Margaret, meanwhile, had been left behind in France along with the rest of the duke’s young family, at first under the supervision of their mother Isabelle of Lorraine, and then – from 1435,
when Isabelle made her way to Naples as an advance guard for her imprisoned husband’s claims there – of their formidable grandmother, Yolanda of Aragon. By the time René eventually returned home in 1442, twelve-year-old Margaret had learned an extended lesson in how capable a woman could be when called upon to wield authority for an absent husband or son. She had also discovered that neither power nor wealth could be taken for granted. Rights, it seemed, had to be fought for, possession asserted rather than assumed.

Still, the observation that the wearing of a crown did not automatically confer control of a kingdom seemed unlikely to bear directly on Margaret’s own experiences. Her marriage was already much discussed, but none of her prospective suitors – the son of the count of St Pol, and successively the son and the nephew of the duke of Burgundy, powerful though they might be – offered her a throne. Nor did the return of her thwarted and impoverished father, a king in insubstantial name only, promise a radical shift in her destiny. But it came all the same, thanks to the war between England and France that had been precipitated by Isabella’s claim to the French crown a hundred years before.

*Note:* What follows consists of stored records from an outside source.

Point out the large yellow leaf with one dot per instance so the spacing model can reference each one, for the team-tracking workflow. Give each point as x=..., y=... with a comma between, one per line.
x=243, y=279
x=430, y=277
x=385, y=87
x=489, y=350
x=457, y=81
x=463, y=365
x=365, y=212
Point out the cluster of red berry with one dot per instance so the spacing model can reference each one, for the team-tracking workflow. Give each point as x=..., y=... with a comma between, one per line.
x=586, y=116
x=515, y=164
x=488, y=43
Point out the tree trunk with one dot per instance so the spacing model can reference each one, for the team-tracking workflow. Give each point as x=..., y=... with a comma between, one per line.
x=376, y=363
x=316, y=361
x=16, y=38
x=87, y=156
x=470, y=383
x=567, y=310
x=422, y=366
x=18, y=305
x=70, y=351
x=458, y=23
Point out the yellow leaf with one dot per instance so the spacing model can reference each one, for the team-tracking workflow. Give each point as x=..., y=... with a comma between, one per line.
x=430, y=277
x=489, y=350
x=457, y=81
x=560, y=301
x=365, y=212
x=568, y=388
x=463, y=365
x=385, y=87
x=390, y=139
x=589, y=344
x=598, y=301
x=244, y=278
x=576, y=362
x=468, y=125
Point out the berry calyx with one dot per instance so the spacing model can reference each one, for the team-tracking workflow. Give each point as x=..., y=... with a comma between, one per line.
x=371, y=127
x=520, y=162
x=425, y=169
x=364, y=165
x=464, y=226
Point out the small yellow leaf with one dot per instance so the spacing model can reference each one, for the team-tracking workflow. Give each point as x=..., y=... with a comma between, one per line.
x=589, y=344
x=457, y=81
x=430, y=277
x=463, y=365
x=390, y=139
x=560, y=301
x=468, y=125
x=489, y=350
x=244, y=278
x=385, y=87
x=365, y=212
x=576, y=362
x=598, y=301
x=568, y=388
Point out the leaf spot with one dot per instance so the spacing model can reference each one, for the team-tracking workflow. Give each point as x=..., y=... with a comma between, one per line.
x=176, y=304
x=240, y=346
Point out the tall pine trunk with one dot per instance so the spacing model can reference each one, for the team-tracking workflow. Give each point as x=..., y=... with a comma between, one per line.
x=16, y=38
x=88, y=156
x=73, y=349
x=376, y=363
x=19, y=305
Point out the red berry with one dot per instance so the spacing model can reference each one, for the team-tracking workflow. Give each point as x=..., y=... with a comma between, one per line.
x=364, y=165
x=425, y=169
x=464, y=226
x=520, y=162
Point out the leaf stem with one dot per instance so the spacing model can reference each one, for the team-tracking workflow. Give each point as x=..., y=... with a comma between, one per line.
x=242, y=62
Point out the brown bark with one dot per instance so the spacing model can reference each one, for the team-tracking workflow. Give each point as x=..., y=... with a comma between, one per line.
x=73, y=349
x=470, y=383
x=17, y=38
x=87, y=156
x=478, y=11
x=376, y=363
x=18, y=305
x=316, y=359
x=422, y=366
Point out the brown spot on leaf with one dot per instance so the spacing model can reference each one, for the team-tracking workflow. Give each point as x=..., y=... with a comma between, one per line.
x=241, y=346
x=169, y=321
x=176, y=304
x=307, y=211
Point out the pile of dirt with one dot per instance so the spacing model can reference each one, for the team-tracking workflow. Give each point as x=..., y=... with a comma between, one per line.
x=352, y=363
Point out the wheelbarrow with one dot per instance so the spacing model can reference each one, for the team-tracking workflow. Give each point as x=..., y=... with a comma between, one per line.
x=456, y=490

Before her death in 1358, Isabella had had the satisfaction of seeing her son, Edward III, win great victories at Crécy and Poitiers in pursuit of the throne that, he believed, she had bequeathed him. That claim was fiercely disputed by the French, who now elaborated the pragmatic precedent by which Isabella’s brothers had become kings of France in place of their infant nieces into a freshly minted ‘ancient’ tradition, the ‘Salic Law’, which formally prohibited female heirs from either taking, or transmitting rights to, the crown. But despite this French resistance, Edward’s military talents were enough to regain control of the great duchy of Aquitaine, restored almost to the glories of its full extent under its duchess Eleanor centuries earlier.

Edward’s triumphs, however, did not last. Less than thirty years after his death, English politics imploded spectacularly under the strain of the paranoid megalomania of his grandson, Richard II.
Richard lost his throne and his life to his cousin, Henry of Lancaster, and the French were full of scorn when Henry’s son, Henry V, sought to renew the English claim to their kingdom. But their jeers fell silent when this stern young man – scarred by a crossbow bolt taken full in the face amid the maelstrom of battle at the age of just sixteen – crushed the flower of French chivalry into the mud at Agincourt. He proceeded, town by town and castle by castle, to conquer Normandy for the first time since it had slipped through King John’s fingers two hundred years earlier. By 1420 Henry was in a position to dictate terms to his bruised and battered opponents, and those terms were that he should marry the French king’s daughter Catherine and be recognised as heir to the French throne.